De manière appuyée aussi — et c’était déjà la faiblesse de Merci Patron — François Ruffin, désigné interlocuteur (peut-être à juste titre, car représentant les Français par sa fonction), est de beaucoup de plans ; et s’il n’en est pas, irradie dans le hors-champ. Les questions sont la plupart du temps rhétoriques. À celle de savoir si des villageois aimeraient que l’Elysée soit délocalisé dans leur commune, une gilet jaune rétorque très justement qu’il vient chercher les réponses qu’il veut entendre. Notamment via cette question récurrente, qui résonne évidemment comme une provocation : “Est-ce que vous êtes des fachos ?”. La réponse, à l’époque des contre-vérités, mérite effectivement d’être rabâchée ; mais n’est-ce pas la mission du documentaire de nous la faire entendre de manière moins intrusive ? Ruffin se rend compte de la limite antidémocratique de sa démarche, alors qu’il organise sur le ton de l’humour un vote à mains levées, et qu’il découvre que personne ne vote contre sa proposition, caméra oblige. Il multiplie également les jeux de rôles, interprétant le personnage du président de la république et invitant les manifestants à lui adresser leurs doléances. Ses interventions, plus ou moins pertinentes, plus ou moins drôles ou instructives, se multiplient et en font peu à peu un personnage aux intentions ambivalentes, loin de la promesse de départ. N’est-il que le recueilleur de ces témoignages ?
2019 © Jour2fête
Ce n’est pas dans son sujet mais dans sa forme que J’veux du soleil pose des questions de fond. Ce film est-il réellement la meilleure arme de l’opposition à l’heure où le Grand Débat est perçu par beaucoup de sympathisants Gilets Jaunes comme une mascarade ? François Ruffin et Gilles Perret n’ont pas la prétention d’offrir une tribune à tous les manifestants, et se heurtent, de fait, à un écueil semblable. Ce qui nous amène à nous poser les questions suivantes : un documentaire peut-il structurellement être démocratique ? Est-il juste de laisser une si grande place à l’impensé pour documenter un événement aussi majeur que celui-là — lorsqu’on est élu qui plus est ? Ici, le résultat de l’exercice est partiel et assez linéaire, et la route nord-sud est interrompue brusquement par le littoral — la fin de la route — de manière bizarrement coïncidente avec la fin du film. Si J’veux du soleil dresse parfois des portraits éclairants sur la condition de vie de beaucoup de Français, le précédent film de François Ruffin, Merci Patron, avait au moins le mérite de déplacer des montagnes, par son insolence et sa noble quête obsessionnelle.
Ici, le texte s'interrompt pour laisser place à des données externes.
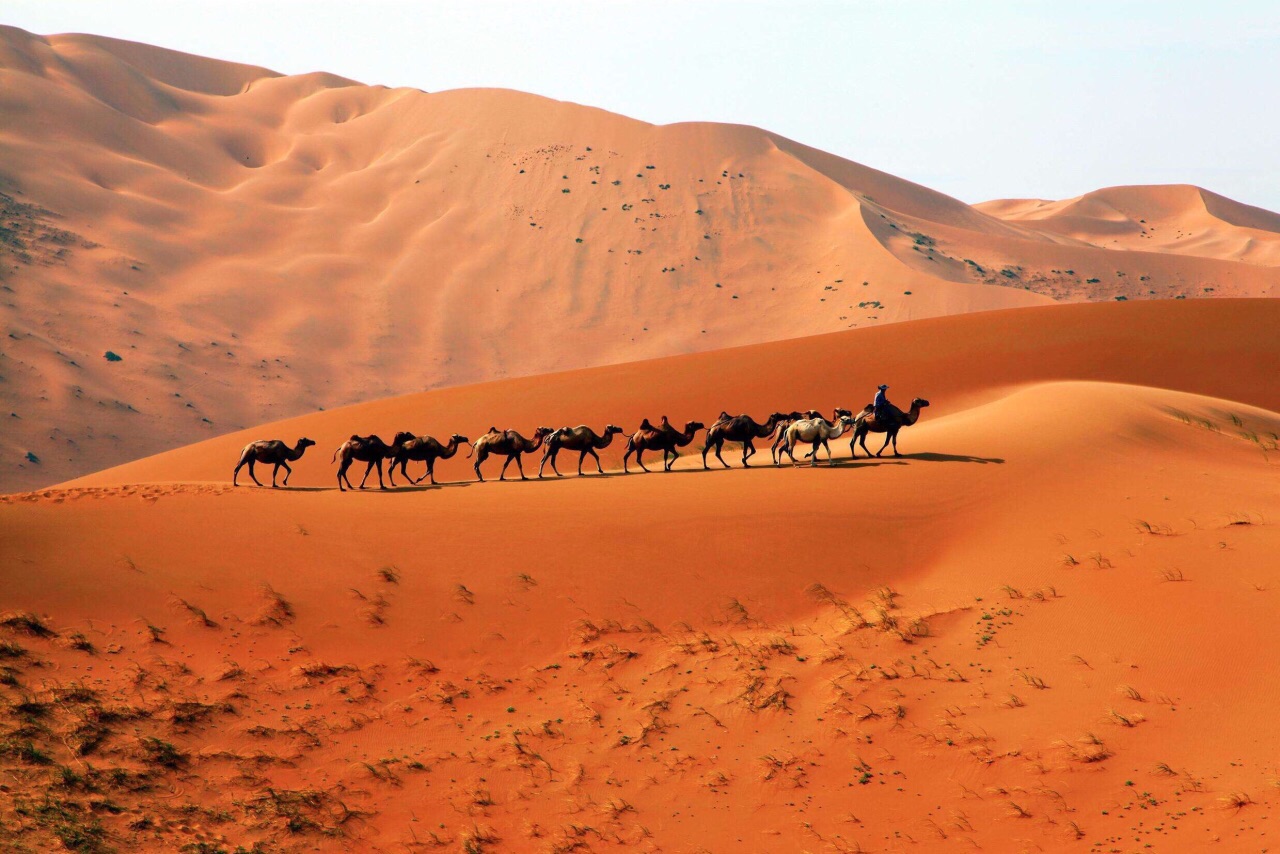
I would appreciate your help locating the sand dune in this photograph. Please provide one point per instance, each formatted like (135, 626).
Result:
(254, 246)
(955, 362)
(983, 643)
(1174, 219)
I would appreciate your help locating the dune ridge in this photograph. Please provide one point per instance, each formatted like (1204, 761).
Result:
(983, 643)
(254, 246)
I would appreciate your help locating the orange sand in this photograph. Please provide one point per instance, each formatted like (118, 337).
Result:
(257, 246)
(1041, 629)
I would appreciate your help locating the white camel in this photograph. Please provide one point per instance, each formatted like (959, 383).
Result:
(816, 432)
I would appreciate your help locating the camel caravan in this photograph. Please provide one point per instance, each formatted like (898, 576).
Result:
(786, 429)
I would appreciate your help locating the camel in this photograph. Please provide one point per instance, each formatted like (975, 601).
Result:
(810, 414)
(424, 448)
(741, 429)
(580, 438)
(270, 451)
(896, 420)
(817, 432)
(510, 444)
(366, 448)
(663, 438)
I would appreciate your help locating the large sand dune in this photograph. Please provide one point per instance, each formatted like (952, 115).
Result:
(255, 246)
(1038, 630)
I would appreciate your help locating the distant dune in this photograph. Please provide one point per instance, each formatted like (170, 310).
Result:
(193, 246)
(1040, 629)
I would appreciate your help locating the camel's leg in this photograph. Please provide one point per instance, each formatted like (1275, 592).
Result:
(251, 474)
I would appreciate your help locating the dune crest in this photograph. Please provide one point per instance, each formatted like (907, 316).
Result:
(251, 246)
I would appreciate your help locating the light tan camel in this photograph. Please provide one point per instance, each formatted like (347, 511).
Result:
(663, 438)
(366, 448)
(580, 438)
(895, 420)
(424, 448)
(743, 429)
(510, 444)
(814, 432)
(272, 452)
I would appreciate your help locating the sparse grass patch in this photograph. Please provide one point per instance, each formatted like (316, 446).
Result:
(27, 624)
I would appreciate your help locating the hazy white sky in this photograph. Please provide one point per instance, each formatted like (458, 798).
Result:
(978, 100)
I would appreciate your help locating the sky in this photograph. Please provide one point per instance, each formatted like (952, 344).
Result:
(979, 100)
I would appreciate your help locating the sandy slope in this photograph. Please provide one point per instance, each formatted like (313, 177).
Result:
(1034, 631)
(955, 362)
(1175, 219)
(257, 246)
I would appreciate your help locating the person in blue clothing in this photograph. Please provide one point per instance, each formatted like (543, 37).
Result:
(881, 403)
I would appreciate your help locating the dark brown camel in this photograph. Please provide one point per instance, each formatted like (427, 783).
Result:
(510, 444)
(270, 451)
(743, 429)
(895, 421)
(366, 448)
(663, 438)
(580, 438)
(423, 448)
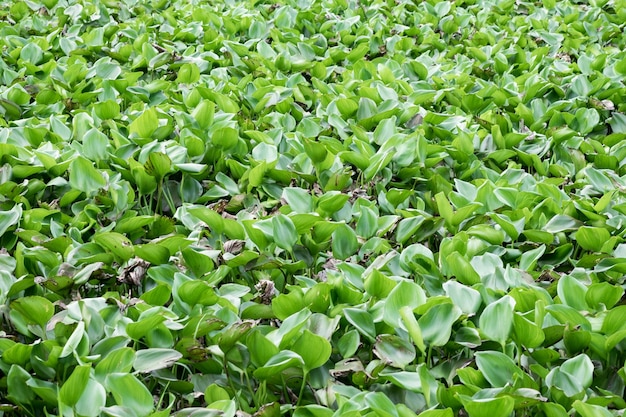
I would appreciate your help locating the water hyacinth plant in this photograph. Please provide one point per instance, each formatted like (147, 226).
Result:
(312, 208)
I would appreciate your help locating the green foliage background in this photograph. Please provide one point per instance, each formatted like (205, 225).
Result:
(312, 208)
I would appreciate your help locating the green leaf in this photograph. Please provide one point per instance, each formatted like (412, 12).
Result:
(129, 392)
(10, 218)
(313, 349)
(362, 321)
(158, 165)
(17, 387)
(496, 321)
(498, 368)
(85, 177)
(92, 400)
(204, 114)
(488, 407)
(285, 233)
(35, 309)
(118, 361)
(394, 350)
(344, 243)
(145, 124)
(74, 386)
(278, 363)
(436, 324)
(298, 199)
(572, 292)
(148, 360)
(590, 410)
(225, 137)
(404, 294)
(115, 243)
(592, 238)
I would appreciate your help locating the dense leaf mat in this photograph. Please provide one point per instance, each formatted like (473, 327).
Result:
(312, 208)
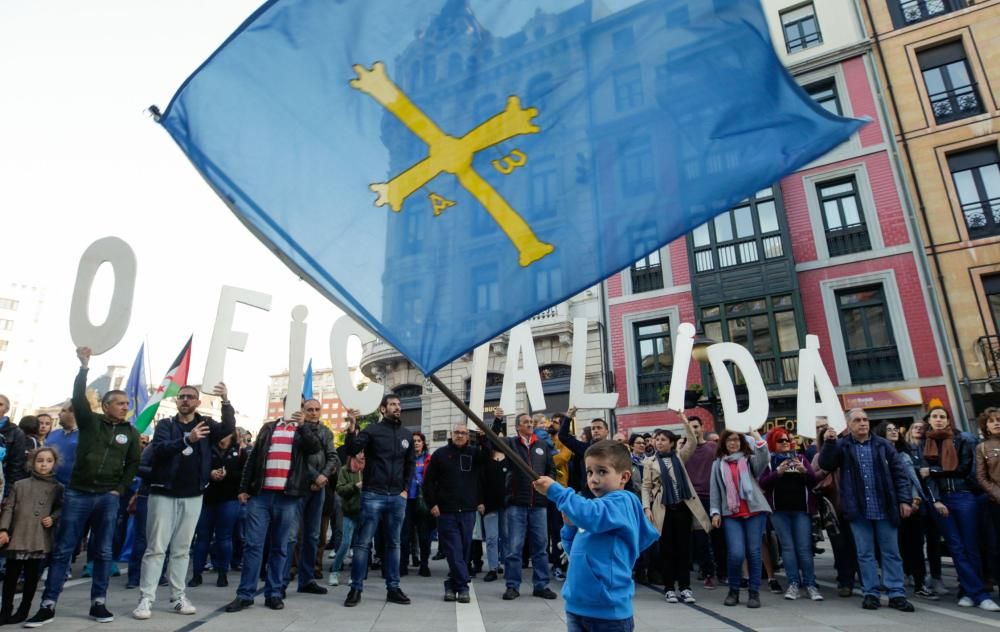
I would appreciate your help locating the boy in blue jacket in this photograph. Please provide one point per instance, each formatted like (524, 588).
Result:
(603, 537)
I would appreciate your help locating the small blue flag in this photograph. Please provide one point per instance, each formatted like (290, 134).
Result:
(445, 169)
(135, 387)
(307, 382)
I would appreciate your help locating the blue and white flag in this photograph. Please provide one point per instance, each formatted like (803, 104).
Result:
(445, 169)
(135, 387)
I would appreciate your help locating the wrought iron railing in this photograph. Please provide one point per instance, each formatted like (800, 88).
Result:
(957, 103)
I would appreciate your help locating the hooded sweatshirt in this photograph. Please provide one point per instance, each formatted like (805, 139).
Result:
(608, 535)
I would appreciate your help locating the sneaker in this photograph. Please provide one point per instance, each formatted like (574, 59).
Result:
(901, 604)
(988, 605)
(793, 592)
(732, 598)
(183, 606)
(100, 613)
(43, 616)
(544, 593)
(144, 610)
(923, 593)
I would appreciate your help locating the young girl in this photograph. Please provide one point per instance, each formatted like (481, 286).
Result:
(26, 527)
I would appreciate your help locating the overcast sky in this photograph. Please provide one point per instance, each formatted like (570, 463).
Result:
(80, 160)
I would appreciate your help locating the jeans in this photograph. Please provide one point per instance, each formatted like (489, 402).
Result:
(376, 509)
(529, 523)
(494, 525)
(866, 534)
(743, 541)
(576, 623)
(101, 509)
(170, 524)
(312, 518)
(346, 535)
(280, 513)
(215, 532)
(454, 539)
(795, 536)
(959, 531)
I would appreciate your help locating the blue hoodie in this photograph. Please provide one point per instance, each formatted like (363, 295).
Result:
(608, 535)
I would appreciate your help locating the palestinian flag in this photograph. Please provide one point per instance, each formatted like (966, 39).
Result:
(175, 378)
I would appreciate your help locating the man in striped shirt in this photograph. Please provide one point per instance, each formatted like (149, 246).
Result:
(275, 482)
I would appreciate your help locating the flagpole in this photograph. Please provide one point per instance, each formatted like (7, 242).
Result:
(501, 445)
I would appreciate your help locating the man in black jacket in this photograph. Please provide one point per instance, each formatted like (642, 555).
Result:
(389, 466)
(526, 513)
(275, 481)
(181, 470)
(453, 488)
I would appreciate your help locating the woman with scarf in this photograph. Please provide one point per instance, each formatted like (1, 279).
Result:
(788, 481)
(738, 505)
(945, 460)
(672, 505)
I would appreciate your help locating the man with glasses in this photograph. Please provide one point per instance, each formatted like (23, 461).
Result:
(322, 466)
(181, 469)
(453, 488)
(109, 459)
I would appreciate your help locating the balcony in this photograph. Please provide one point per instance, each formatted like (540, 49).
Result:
(989, 349)
(982, 218)
(847, 240)
(955, 104)
(868, 366)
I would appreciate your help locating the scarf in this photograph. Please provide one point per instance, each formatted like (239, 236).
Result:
(736, 493)
(672, 496)
(948, 457)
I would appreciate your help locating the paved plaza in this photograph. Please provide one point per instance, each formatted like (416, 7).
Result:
(487, 612)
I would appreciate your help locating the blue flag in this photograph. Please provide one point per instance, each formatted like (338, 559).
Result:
(307, 382)
(445, 169)
(135, 387)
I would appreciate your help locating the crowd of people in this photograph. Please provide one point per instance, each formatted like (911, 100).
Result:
(728, 509)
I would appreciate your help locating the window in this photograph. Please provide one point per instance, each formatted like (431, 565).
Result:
(825, 94)
(976, 174)
(628, 88)
(871, 347)
(655, 358)
(843, 217)
(948, 79)
(485, 289)
(801, 28)
(767, 327)
(991, 286)
(647, 273)
(906, 12)
(748, 233)
(635, 164)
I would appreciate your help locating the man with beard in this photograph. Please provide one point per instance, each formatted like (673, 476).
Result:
(389, 466)
(181, 470)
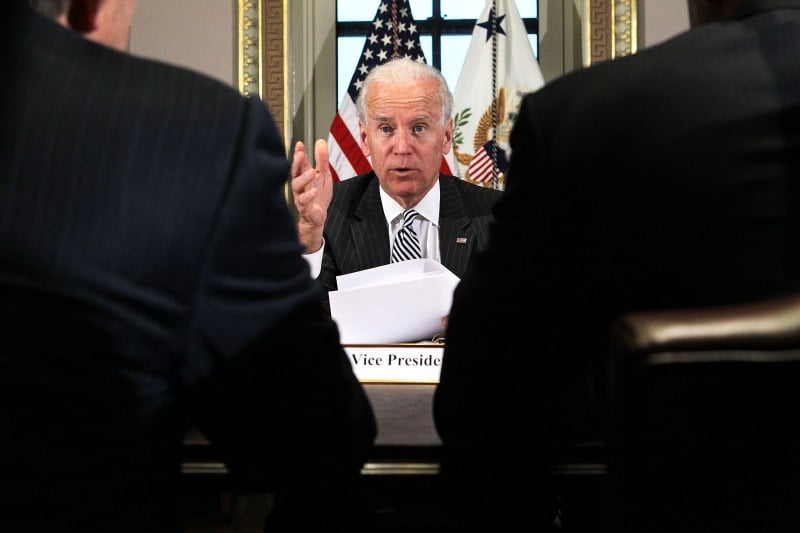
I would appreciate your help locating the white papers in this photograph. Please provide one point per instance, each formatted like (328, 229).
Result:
(398, 302)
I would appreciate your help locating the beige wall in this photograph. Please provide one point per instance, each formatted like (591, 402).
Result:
(195, 33)
(201, 34)
(661, 19)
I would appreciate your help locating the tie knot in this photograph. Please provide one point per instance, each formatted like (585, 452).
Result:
(408, 217)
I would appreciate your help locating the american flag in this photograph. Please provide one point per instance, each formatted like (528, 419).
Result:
(393, 34)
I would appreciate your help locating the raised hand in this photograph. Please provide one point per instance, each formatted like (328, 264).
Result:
(312, 188)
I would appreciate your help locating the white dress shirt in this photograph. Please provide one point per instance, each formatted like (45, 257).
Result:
(426, 225)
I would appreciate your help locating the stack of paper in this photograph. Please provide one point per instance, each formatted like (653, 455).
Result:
(398, 302)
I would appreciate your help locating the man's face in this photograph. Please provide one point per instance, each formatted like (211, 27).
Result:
(405, 138)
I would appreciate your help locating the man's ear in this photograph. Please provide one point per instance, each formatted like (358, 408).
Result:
(82, 15)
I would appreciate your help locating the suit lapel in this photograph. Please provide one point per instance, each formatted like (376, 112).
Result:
(369, 233)
(456, 238)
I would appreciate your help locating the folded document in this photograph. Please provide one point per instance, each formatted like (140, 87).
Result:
(398, 302)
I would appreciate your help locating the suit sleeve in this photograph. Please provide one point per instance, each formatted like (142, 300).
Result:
(278, 395)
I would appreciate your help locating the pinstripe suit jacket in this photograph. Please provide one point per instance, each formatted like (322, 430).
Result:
(150, 273)
(357, 237)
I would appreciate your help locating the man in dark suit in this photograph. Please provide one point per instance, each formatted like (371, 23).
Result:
(406, 125)
(668, 178)
(151, 277)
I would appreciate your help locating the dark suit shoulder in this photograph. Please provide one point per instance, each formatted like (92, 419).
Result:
(476, 200)
(349, 193)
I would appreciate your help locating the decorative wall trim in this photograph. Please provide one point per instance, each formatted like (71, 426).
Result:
(261, 28)
(609, 29)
Entre l’effacement de soi au profit du peuple et le film-performance comme manifeste politique, il aurait peut-être fallu trancher. Mais ne jetons pas le bébé avec l’eau du bain : le fond de l’air social qui règne en France est tel qu’un film comme J’veux du soleil sera toujours intéressant à visionner ; soit pour maintenir les consciences éveillées, soit pour se souvenir dans des années, sous forme d’archives. Il est à noter (cf: l’interview des Cahiers du Cinéma, issue de mars 2019) qu’Antonin Peretjatko prépare un film de fiction en 16mm et en caméra 3D sur le même sujet : Les Rendez-vous du samedi, en y intégrant “vraiment les gens”, lui aussi.